What if you're wrong about that science stuff? What if you're wrong about how you interpret the fossil record with the concept of evolution? What if there is a glorious afterlife to reward a life time of worshiping our silent, absent, and often-cruel god? What if there is a hideously agonizing afterlife to punish for free thought and using logic and reason during life? What if we were right to heap shame upon anyone who was not a white, straight, male, monogamous follower of our god? What if we are supposed to carry the shame of being born a human being on this planet?

What if the sheep herders in the Middle East truly do know more about the best way to live life than any thinking person in the current era who uses compassion and love as a starting point? What if our earnest belief in a waterwalking carpenter from Bethlehem is absolutely essential for an eternal reward? What if the hominids of the past million+ years of time were alive a mere six thousand years ago? What if dinosaurs are truly misunderstood dragons? What if violent murders or silencing of innocent victims of rape by elders is truly the preferred way to handle the inappropriate sexual acts of those trusted, respected, or feared elders? 

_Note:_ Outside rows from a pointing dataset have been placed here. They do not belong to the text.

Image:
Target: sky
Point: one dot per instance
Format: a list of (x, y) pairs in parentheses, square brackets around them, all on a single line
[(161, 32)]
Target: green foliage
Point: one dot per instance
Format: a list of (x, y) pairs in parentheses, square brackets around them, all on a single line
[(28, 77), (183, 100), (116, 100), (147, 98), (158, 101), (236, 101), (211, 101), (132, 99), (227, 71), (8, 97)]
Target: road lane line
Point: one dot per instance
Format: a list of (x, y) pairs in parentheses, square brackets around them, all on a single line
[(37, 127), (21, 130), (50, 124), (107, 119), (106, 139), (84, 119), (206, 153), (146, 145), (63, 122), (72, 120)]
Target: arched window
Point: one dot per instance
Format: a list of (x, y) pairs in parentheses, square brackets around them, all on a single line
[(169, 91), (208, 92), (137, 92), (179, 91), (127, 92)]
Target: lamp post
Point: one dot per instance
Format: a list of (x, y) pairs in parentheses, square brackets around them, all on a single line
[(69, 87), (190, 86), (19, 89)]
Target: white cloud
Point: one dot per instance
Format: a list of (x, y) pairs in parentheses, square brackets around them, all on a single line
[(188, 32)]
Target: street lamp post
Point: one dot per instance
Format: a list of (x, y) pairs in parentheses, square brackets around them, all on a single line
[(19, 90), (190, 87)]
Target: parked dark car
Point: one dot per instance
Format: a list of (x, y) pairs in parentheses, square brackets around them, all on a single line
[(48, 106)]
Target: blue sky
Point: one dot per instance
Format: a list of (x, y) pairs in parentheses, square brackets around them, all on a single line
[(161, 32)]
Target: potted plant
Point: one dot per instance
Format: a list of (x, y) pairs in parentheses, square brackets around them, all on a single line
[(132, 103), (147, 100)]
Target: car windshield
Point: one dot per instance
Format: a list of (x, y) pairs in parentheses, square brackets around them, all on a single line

What if women are truly here on earth in order to populate the planet until their bodies break down? What if the words of men were truly law? What if shaming normal or natural expressions of sexuality was the favored way to handle burgeoning young people? What if an all-powerful entity was truly responsible for the entirety of human existence on this planet? What if we had to seek authority outside of our own conscious to forgive ourselves for events that lead to lessons learned? What if there was truly a god who actually eased the suffering and pain of everyone on the planet?

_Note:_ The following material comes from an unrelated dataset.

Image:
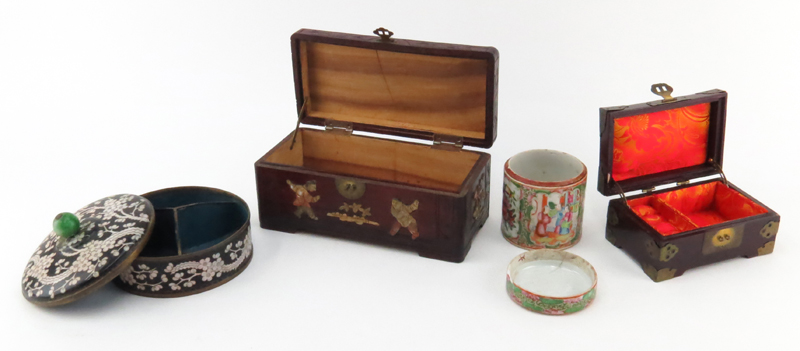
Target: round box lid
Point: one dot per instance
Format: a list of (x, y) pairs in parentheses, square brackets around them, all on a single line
[(68, 266)]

What if a father blindly following voices of the unseen, insisting that he murder his own child, actually made the agonizing plan to carry out that demand? What if a flood of global proportions had destroyed every living thing? What if a teacher taught mercy but received none for himself? What if freaky Armageddon events were planned for all inhabitants of this planet by an unseen god or spirit?

What if I'm right?

What if natural laws like gravity and the laws of thermodynamics allowed us to understand much of the movement of the universe around us? What if human ingenuity and rationality allowed us to fly beyond the furthest planetoid in our solar system as well as to explore the deepest crevices on the surface of our own planet? What if the intellectual facilities of some humans on this planet caused us to begin to understand the progressions of eons of time, eons that are nearly impossible to truly conceive of within the human mind? What if human perception allowed someone to imagine particles smaller than the human senses can detect, and then someone found a way to actually detect them?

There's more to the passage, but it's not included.